Cette indemnité, fixée à 1 803,10 euros bruts mensuels pour un adjoint, représente pourtant une part non négligeable des revenus d’un élu local. Mais dans le cas de Sébastien Lecornu, qui exerce actuellement les fonctions de Premier ministre, ce cumul aurait été possible. Il a néanmoins décidé de ne pas en bénéficier tant qu’il reste au gouvernement.
Ce geste s’inscrit dans une démarche plus globale. Depuis plusieurs mois, le chef du gouvernement met en avant la nécessité de réduire les dépenses publiques et de montrer l’exemple. En septembre, il évoquait déjà la réduction du « train de vie » de l’État, un sujet particulièrement sensible dans un contexte économique marqué par des tensions budgétaires.
En renonçant à ces 1 803 euros mensuels, il cherche à incarner cette volonté de sobriété. Une décision qui dépasse le simple cadre local et qui s’inscrit dans une stratégie politique plus large, visant à répondre aux attentes d’une opinion publique de plus en plus exigeante sur la question des privilèges des élus. Ce choix intervient également après une autre mesure forte prise en janvier, lorsque Sébastien Lecornu a supprimé les avantages « à vie » accordés à ses prédécesseurs à Matignon ainsi qu’aux anciens ministres de l’intérieur. Une réforme qui avait déjà marqué les esprits et suscité de nombreux commentaires.
À Vernon, cette nouvelle annonce vient renforcer cette image d’un responsable politique soucieux de cohérence entre ses paroles et ses actes. En renonçant à cette indemnité, il envoie un signal clair, notamment aux habitants de la commune, qui voient en lui un élu engagé dans la gestion rigoureuse des finances publiques. Mais ce geste n’est pas seulement symbolique. Il pose aussi la question du rapport des élus à leur rémunération et à leurs responsabilités. Dans un système où les indemnités sont encadrées mais parfois critiquées, ce type de décision peut alimenter le débat sur la légitimité et la transparence des revenus politiques.

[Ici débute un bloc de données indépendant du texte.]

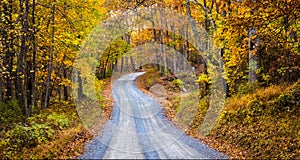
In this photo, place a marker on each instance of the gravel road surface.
(139, 130)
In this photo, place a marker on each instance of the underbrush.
(255, 123)
(24, 135)
(262, 124)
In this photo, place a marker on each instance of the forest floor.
(259, 124)
(55, 133)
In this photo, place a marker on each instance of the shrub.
(58, 121)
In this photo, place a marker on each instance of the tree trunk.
(21, 74)
(80, 91)
(33, 71)
(50, 58)
(196, 36)
(253, 56)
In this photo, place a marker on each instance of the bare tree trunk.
(122, 63)
(132, 63)
(174, 46)
(80, 91)
(253, 57)
(196, 36)
(47, 97)
(34, 68)
(21, 75)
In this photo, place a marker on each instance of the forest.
(257, 41)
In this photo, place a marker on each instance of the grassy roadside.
(261, 124)
(56, 133)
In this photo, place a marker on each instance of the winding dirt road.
(139, 130)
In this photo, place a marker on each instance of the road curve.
(139, 130)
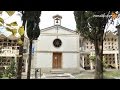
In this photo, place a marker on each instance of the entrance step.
(57, 71)
(57, 76)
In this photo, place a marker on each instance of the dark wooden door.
(57, 60)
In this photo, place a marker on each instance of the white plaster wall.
(69, 43)
(43, 60)
(70, 60)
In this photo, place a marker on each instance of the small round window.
(57, 42)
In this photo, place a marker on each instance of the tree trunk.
(20, 60)
(99, 60)
(29, 61)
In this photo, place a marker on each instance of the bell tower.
(57, 19)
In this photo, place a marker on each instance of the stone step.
(57, 71)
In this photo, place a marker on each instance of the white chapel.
(57, 48)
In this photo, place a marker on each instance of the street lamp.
(118, 28)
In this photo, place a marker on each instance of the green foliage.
(10, 71)
(10, 13)
(14, 24)
(88, 25)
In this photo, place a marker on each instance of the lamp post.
(118, 28)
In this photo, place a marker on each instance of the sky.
(67, 20)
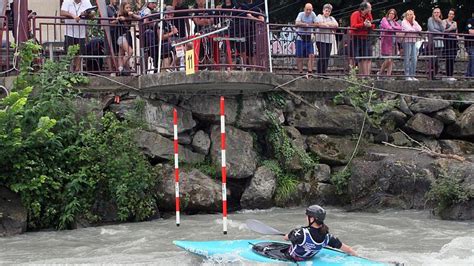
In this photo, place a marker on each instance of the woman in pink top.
(412, 29)
(388, 44)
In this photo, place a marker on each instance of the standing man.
(74, 11)
(469, 43)
(361, 24)
(304, 45)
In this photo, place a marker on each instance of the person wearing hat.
(307, 241)
(149, 8)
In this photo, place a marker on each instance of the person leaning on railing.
(450, 43)
(411, 36)
(325, 37)
(388, 42)
(361, 24)
(75, 11)
(435, 24)
(469, 44)
(304, 45)
(124, 40)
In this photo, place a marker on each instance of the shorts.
(360, 47)
(304, 49)
(68, 41)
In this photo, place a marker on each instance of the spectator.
(361, 24)
(469, 44)
(202, 23)
(325, 37)
(112, 11)
(149, 8)
(168, 35)
(182, 23)
(388, 45)
(304, 45)
(124, 40)
(435, 24)
(253, 26)
(74, 11)
(410, 25)
(450, 43)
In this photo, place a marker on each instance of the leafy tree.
(61, 164)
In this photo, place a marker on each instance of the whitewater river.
(410, 237)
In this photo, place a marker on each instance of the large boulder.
(331, 150)
(426, 125)
(241, 158)
(259, 193)
(326, 119)
(156, 146)
(201, 142)
(13, 216)
(207, 108)
(390, 177)
(455, 146)
(447, 116)
(159, 117)
(253, 114)
(464, 126)
(198, 192)
(428, 105)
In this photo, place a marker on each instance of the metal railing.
(228, 40)
(5, 55)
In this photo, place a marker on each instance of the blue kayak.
(238, 250)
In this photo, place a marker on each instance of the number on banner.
(190, 62)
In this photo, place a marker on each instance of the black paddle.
(259, 227)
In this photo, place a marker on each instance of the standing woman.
(389, 25)
(124, 41)
(411, 28)
(327, 25)
(435, 24)
(450, 43)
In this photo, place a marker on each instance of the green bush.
(61, 164)
(448, 190)
(340, 179)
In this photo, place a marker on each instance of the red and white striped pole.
(224, 171)
(176, 164)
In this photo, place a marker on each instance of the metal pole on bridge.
(176, 164)
(270, 65)
(159, 37)
(224, 170)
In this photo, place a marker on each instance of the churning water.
(409, 237)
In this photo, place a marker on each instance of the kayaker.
(307, 241)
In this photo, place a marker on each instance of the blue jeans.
(410, 58)
(470, 65)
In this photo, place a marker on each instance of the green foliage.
(61, 164)
(284, 149)
(341, 181)
(448, 190)
(286, 182)
(276, 99)
(359, 96)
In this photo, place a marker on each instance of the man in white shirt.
(304, 45)
(76, 31)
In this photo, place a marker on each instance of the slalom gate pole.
(176, 164)
(224, 170)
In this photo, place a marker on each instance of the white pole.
(270, 65)
(162, 2)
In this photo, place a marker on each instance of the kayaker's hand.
(348, 250)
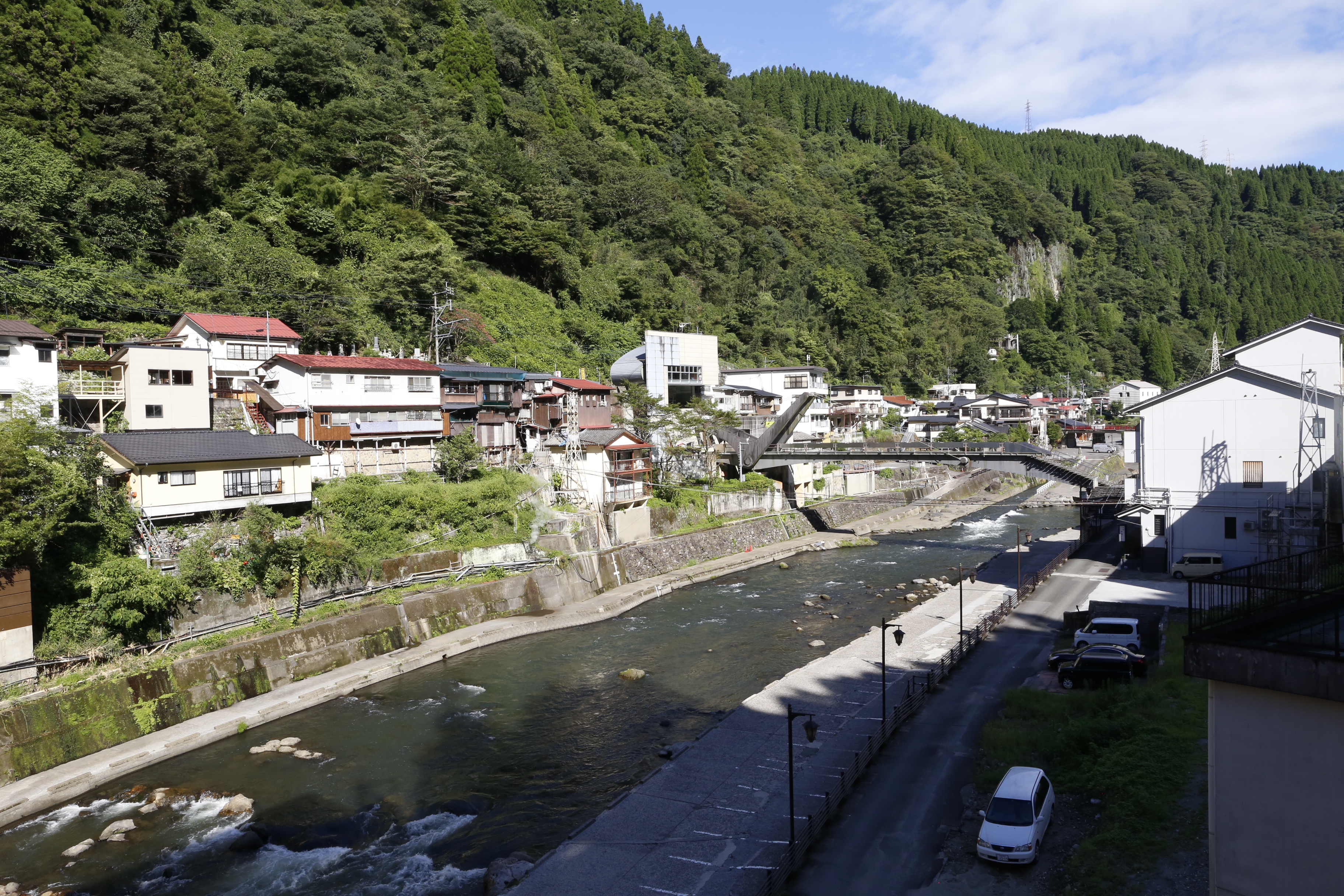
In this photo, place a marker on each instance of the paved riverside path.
(890, 831)
(715, 819)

Le retour de Sébastien Lecornu à Vernon s’inscrit dans un parcours marqué par un fort ancrage local. Élu maire en 2014, il avait rapidement dû quitter ses fonctions pour prendre la tête du département de l’Eure, tout en restant impliqué dans la vie municipale comme premier adjoint entre 2016 et 2020. Son engagement dans la ville ne s’est jamais démenti, même après son élection au Sénat en 2020 et son accession à des responsabilités nationales de premier plan. Aujourd’hui, en reprenant un rôle actif au sein de la municipalité, il confirme cet attachement à son territoire.
La mission qui lui est confiée, centrée sur l’attractivité de Vernon, est stratégique. Elle vise à renforcer le développement économique, à attirer de nouveaux habitants et à valoriser les atouts de la commune. Dans ce contexte, sa décision de renoncer à son indemnité peut être perçue comme un message adressé aux habitants : celui d’un engagement au service de la collectivité, sans recherche de bénéfice personnel supplémentaire.
Reste à savoir si ce type d’initiative pourrait inspirer d’autres élus. Dans un climat où la confiance envers la classe politique est souvent fragile, ces gestes peuvent contribuer à modifier la perception du public. À Vernon, en tout cas, la décision de Sébastien Lecornu ne laisse personne indifférent. Elle alimente les discussions et pourrait bien marquer durablement les esprits, au-delà même des frontières de la commune.